El combo despertó suspicacias en los representantes gremiales. Oscar Muntes, secretario general de ATE, denunció maniobras para privatizar el puerto. "Nos preocupa que hablen de la importancia de reducir costos en personal y achicar estructuras, que no tomen como prioridad el dragado. Hoy el puerto no opera, tiene una deuda previsional importante y está en una situación difícil cuando fue el más importante sobre el río Uruguay", dijo.

Schepens atribuyó todo a una gran confusión. Contó que para hacer el dragado se debe llamar a una licitación por ser un río binacional, que además "pidieron un estudio de impacto ambiental" (idea que al senador no le parece necesaria), y que como el procedimiento completo llevará alrededor de dos años, "en el mientras tanto", contactó a una empresa que opera con contenedores con el puerto de Montevideo y que el año pasado movió 40.000 toneladas de madera y arroz.

"La mayoría de los barcos que se cargan aquí, aún en la época de gloria del puerto, completan su carga en Montevideo.
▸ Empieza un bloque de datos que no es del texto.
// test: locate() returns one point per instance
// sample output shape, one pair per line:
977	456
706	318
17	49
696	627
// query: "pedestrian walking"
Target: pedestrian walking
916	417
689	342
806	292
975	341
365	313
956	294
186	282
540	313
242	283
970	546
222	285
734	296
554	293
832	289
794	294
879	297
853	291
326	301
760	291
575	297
No hay forma de desarrollar una margen sin la otra", dijo antes de comentar que prepara para este mes la realización de una jornada argentino-uruguaya para refundar el Comité Hidrovía Río Uruguay.

Según el senador peronista, el puerto es público y es un "disparate" hablar de intentos de privatización. Schepens, hombre ligado estrechamente a las cooperativas arroceras de la zona, atribuyó la caída en desgracia de la terminal portuaria con la falta de dragado del río.

El auge más importante del puerto se dio a finales de la década del 90. Entonces, figuraba entre los puertos más importantes del interior, después de Rosario, por movimiento y volumen de operaciones. En 1997 llegaron 72 barcos; al año siguiente empezó a registrarse la caída: 65, que se redujeron a sólo 23 en 1999 y prácticamente desaparecieron en la actualidad.

Hay un dato que no es menor, de los 23 pies de calado de aquellos años, hoy, según Schepens, no debe haber más de 16 o 18. Desde entonces, el reclamo por el dragado ha sobrevivido a los distintos signos políticos en los gobiernos sin demasiado éxito.

El 26 de mayo último, Schepens, participaría junto con el gobernador de Entre Ríos, Sergio Urribarri, de una reunión con el ministro de Planificación, Julio De Vido, para tratar específicamente ese asunto. Pero el encuentro nunca se concretó.

Por ahora, lo único seguro parece ser la puesta en marcha de la zona franca, aunque como explicaron en International Star, mientras terminan de poner a punto las instalaciones que tienen en el Parque Industrial (en rigor construir, porque no hay actualmente infraestructura alguna), pedirán autorización al Ministerio de Economía para usar alguno de "los galpones abandonados" del puerto.